FOLHAPRESS – Os vulcões do Equador já inspiraram muitos escritores, como se não fosse possível evitar sua beleza, sua simbologia para os povos ancestrais dos Andes, sua imponência num país hoje tão conturbado pela violência.
O brasileiro João Cabral de Melo Neto, em sua passagem como embaixador em Quito de 1979 a 1981, escreveu poemas em que o ar rarefeito e a visão do Cotopaxi e do Chimborazo se tornavam metáforas de destino e resistência. Na coletânea “Vivir en Los Andes”, o poeta recifense fala do “cone perfeito de neve” ou do “alto colosso” que parecia sufocar os habitantes locais.
Essa presença grandiosa e às vezes opressiva da geografia também é central na obra da equatoriana Mónica Ojeda, uma das vozes mais originais da literatura latino-americana atual.

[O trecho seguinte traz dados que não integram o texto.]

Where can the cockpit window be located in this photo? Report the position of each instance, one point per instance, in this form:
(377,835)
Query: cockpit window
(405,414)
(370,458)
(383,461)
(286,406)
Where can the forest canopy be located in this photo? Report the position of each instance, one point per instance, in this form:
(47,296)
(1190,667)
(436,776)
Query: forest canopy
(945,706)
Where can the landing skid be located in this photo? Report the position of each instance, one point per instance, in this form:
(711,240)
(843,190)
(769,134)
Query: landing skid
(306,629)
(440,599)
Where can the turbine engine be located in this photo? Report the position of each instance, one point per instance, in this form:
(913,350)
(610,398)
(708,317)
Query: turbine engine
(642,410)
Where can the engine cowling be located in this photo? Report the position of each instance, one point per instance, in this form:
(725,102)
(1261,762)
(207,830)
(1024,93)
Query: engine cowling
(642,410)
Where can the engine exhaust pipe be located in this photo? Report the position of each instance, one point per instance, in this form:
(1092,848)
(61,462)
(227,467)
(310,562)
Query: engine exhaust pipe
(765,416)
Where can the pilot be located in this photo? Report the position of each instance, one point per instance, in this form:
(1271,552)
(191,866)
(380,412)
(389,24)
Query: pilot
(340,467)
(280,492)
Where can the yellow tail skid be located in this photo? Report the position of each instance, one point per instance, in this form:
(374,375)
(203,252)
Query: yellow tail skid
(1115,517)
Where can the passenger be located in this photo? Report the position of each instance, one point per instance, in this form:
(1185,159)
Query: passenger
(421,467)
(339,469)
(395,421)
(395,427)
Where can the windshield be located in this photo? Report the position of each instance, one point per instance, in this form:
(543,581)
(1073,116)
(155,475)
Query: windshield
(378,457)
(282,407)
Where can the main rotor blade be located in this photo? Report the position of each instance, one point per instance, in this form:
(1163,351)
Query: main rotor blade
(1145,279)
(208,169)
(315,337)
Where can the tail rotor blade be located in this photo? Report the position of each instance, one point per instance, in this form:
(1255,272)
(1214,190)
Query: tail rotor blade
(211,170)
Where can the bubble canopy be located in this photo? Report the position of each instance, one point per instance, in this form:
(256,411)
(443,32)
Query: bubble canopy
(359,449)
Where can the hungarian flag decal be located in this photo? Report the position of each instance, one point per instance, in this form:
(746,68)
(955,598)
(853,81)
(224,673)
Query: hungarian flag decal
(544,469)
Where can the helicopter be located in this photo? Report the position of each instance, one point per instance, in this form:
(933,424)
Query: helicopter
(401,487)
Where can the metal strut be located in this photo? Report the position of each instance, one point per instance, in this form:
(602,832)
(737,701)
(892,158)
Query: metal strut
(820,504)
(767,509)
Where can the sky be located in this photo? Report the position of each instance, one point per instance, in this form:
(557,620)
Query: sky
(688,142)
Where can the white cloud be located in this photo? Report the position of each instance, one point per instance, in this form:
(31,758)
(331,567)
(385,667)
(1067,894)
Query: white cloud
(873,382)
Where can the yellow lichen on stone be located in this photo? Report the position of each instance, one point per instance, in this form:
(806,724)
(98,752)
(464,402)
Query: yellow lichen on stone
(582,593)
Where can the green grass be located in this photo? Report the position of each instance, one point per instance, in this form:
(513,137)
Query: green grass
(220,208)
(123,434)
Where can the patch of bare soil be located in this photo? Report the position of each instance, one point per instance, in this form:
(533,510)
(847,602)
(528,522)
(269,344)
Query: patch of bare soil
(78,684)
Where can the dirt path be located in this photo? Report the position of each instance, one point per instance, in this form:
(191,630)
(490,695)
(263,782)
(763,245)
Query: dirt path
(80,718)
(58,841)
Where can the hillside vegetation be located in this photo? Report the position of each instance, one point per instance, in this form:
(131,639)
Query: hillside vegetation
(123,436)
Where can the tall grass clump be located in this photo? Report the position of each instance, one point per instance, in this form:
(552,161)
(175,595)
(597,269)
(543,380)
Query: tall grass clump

No novo romance “Xamãs Elétricos na Festa do Sol”, Ojeda parte de um cenário vulcânico o Chimborazo para ambientar uma narrativa em que música, rito e delírio se confundem.
Jovens se reúnem para celebrar o Inti Raymi, a festa do Sol. Drogas, batidas eletrônicas e rituais ancestrais criam um espaço de transe coletivo, marcado pelo ritmo do tambor e pela respiração da montanha.
Também se mesclam na narrativa as histórias de pessoas que se refugiam na paisagem montanhosa para escapar das altas taxas de homicídio num pais que virou, nos últimos anos, um “hub” internacional do narcotráfico.
Neste livro, o vulcão aparece como uma mãe assustadora e acolhedora ao mesmo tempo, símbolo de uma natureza que não é contemplada de longe, mas vivida por todos os equatorianos.
A narrativa começa com uma frase de Nietzsche: “O ouvido é o órgão do medo”, algo que funciona como chave para a leitura. Para Ojeda, a música não é um objeto que se escuta, mas uma força que pode desmontar a racionalidade.
O medo dos jovens que se aproximam dos vulcões não é negativo, mas iniciático: condição de passagem para que os personagens ultrapassem seus próprios limites.
Enquanto eles rumam ao vulcão para celebrar a festa do Sol indígena, o romance dialoga diretamente com o modo de ver o mundo dos povos ancestrais andinos. A história é contada em coro, cada capítulo dá voz a um dos personagens.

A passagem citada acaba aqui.